Industry participants can access inventory via
all the traditional routes to market, although there are certain elements of
Australia’s infrastructure that are ripe for further development, according to
Fannin. “Many participants still rely on bilateral collateralisation rather
than leverage a tri-party solution – making trading flows relatively less
efficient and expensive,” he says. “However, we feel this situation will evolve
as the market continues to grow and attract investment.”
The
Australian market has increasingly diverse and well-serviced range of
collateral management offerings. The Australian Securities Exchange (ASX)

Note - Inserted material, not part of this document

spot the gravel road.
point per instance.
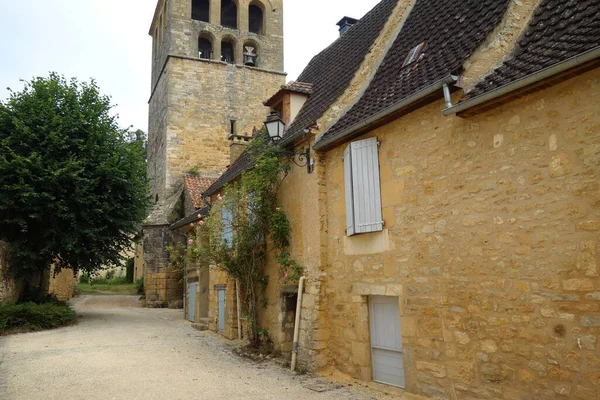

recently launched a fixed income service with plans to expand to equities. The
ASX partnered with Clearstream for its domestic tri-party offering, ASX
Collateral. Other agents offer international tri-party.
Davin
Cheung, global funding and financing sales, APAC, Clearstream Banking, says
that activity is “picking up quite nicely”. “The tri-party activity has really
been going up significantly over this year – so you have the CCP, commercial
banks and the central bank all in the tri-party platform that is operated
currently by the ASX and supported by Clearstream. That’s a good sample for tri-party
activities.”
“The
trend for this year will definitely be a pick-up in momentum. There will be
more local players looking to sign up for the platform and existing ones will
increase their balances – I have no doubt about its growth. The global margin
requirements, the LCR requirement and the domestic Australian regulatory
requirements are all factors pushing for tri-party activity.”
Traditionally,
the Australian financing and stock loan activity was seen as largely between
domestic counterparts, but this is now evolving to include global market
participants. True domestic onshore trades are now enhanced by EMEA, US or Pan-Asian
counterparts using global collateral.
Tri-party
collateral managers are able to support the Australian superannuation funds and
the global borrowing community, working to safeguard equity and fixed income
collateral.
BNY
Mellon is one of these tri-party providers. Natalie Wallder, head of collateral
management & segregation, Asia Pacific, BNY Mellon, says: “We see an
opportunity to support our clients in two key market developments. The first of
which recognises the continued emergence of a domestic repo market and
expansion over the coming year of regulatory OTC derivatives collateral needs.”